18 décembre 2018

Le banquier carillonneur

Spécialiste en crédits hypothécaires, Jean Bétrisey a un drôle de hobby: il carillonne, depuis son enfance, dans le clocher de l’église de Saint-Romain à Ayent (VS).

Jean Bétrisey lors de la mise en place de la grosse cloche.
Jean Bétrisey est un adepte du carillon depuis ses neuf ans. Photo: Isabelle Favre
Temps de lecture 2 minutes

Carillonner, c’est jouer de la musique. «C’est plutôt bon enfant et sympa, on arrive à faire autre chose que juste sonner les heures, on essaie de jouer de la musique,

ce n’est plus seulement faire du bruit pour annoncer une messe ou un enterrement.

Jean Bétrisey

Le carillon, Jean Bétrisey n’est pas tombé dedans: il y est monté plutôt, dans le clocher de l’église de Saint-Romain, sur la commune d’Ayent (VS), dès l’âge de 9 ans. Par le truchement d’un homme, Jean Blanc, qui l’initia à cet art avec d’autres gamins du village dont ses trois petits-fils. «Il a modernisé l’installation. Il composait ou adaptait des mélodies populaires pour le carillon. C’était un ami de mes grands-parents et j’étais copain d’un de ses deux petits-fils, Émil Morard.
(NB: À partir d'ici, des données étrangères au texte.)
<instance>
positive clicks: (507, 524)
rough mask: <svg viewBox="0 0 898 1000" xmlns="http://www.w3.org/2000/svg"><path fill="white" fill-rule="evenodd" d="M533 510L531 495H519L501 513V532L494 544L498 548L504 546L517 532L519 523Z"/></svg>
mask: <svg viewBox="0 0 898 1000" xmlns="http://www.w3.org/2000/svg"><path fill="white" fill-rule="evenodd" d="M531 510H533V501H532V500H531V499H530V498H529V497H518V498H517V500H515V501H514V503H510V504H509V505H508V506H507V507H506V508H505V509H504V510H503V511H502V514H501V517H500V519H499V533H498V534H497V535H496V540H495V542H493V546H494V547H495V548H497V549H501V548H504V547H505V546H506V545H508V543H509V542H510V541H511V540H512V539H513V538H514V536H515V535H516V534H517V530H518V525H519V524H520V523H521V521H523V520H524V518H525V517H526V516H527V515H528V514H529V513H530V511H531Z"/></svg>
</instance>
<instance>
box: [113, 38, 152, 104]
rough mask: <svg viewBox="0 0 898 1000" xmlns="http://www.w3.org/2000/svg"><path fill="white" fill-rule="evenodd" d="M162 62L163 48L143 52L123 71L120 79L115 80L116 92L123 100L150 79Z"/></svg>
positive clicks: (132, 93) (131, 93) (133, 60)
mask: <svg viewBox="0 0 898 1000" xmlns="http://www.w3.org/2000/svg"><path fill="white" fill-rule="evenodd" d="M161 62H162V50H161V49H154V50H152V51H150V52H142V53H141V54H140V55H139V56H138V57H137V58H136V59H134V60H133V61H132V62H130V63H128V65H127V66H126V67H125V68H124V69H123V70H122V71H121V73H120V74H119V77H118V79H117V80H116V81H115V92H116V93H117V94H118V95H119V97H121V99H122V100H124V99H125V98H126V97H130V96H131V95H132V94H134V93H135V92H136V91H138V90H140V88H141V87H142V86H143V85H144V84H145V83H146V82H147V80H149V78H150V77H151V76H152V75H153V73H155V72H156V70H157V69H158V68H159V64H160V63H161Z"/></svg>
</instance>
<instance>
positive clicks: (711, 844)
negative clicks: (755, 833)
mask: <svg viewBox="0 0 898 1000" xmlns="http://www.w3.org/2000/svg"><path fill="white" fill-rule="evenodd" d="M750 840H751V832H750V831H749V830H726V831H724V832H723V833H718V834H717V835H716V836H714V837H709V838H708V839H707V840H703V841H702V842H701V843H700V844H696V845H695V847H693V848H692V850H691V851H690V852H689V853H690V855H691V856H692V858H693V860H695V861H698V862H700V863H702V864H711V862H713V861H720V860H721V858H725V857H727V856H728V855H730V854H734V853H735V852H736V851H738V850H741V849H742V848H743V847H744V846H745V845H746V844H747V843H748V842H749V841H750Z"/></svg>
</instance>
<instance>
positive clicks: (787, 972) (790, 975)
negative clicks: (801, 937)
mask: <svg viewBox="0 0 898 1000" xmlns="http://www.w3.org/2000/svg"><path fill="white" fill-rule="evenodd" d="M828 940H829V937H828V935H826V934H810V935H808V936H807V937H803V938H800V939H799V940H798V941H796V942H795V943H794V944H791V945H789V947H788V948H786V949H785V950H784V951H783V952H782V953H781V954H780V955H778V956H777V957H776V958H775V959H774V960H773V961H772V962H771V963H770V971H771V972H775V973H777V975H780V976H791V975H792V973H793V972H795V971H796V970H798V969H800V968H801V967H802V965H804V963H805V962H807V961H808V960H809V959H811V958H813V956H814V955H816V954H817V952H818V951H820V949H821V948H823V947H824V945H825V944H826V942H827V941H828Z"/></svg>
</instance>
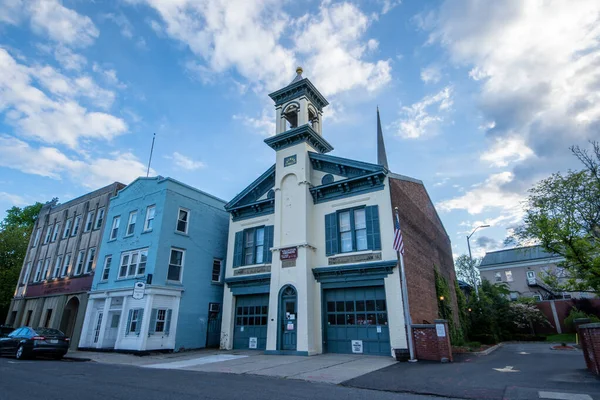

Un jour il m’a proposé de venir voir comment ça marchait. La femme de Jean me disait: «Tu verras, si tu carillonnes, à force de tirer sur les cordes, tu auras des gros bras. Ça n’est jamais arrivé, je suis l’exception qui confirme la règle.» Ça lui a plu tout de suite en tout cas.

«Quand on est gosse c’est un peu impressionnant cet édifice, ce clocher si grand, si haut, et puis les cloches qui sonnent fort.

Je me suis pris au jeu, j’ai continué.

Jean Bétrisey

Personne ne s’est jamais plaint du carillon le dimanche matin, assure-t-il. «Certains me racontent juste qu’ils se sont réveillés avec.» Avant de se souvenir de «deux ados qui n’habitent pas loin de l’église et qui m’ont dit: «Tu nous emmerdes avec tes cloches. En même temps, 9 heures du matin, c’est honorable, non?»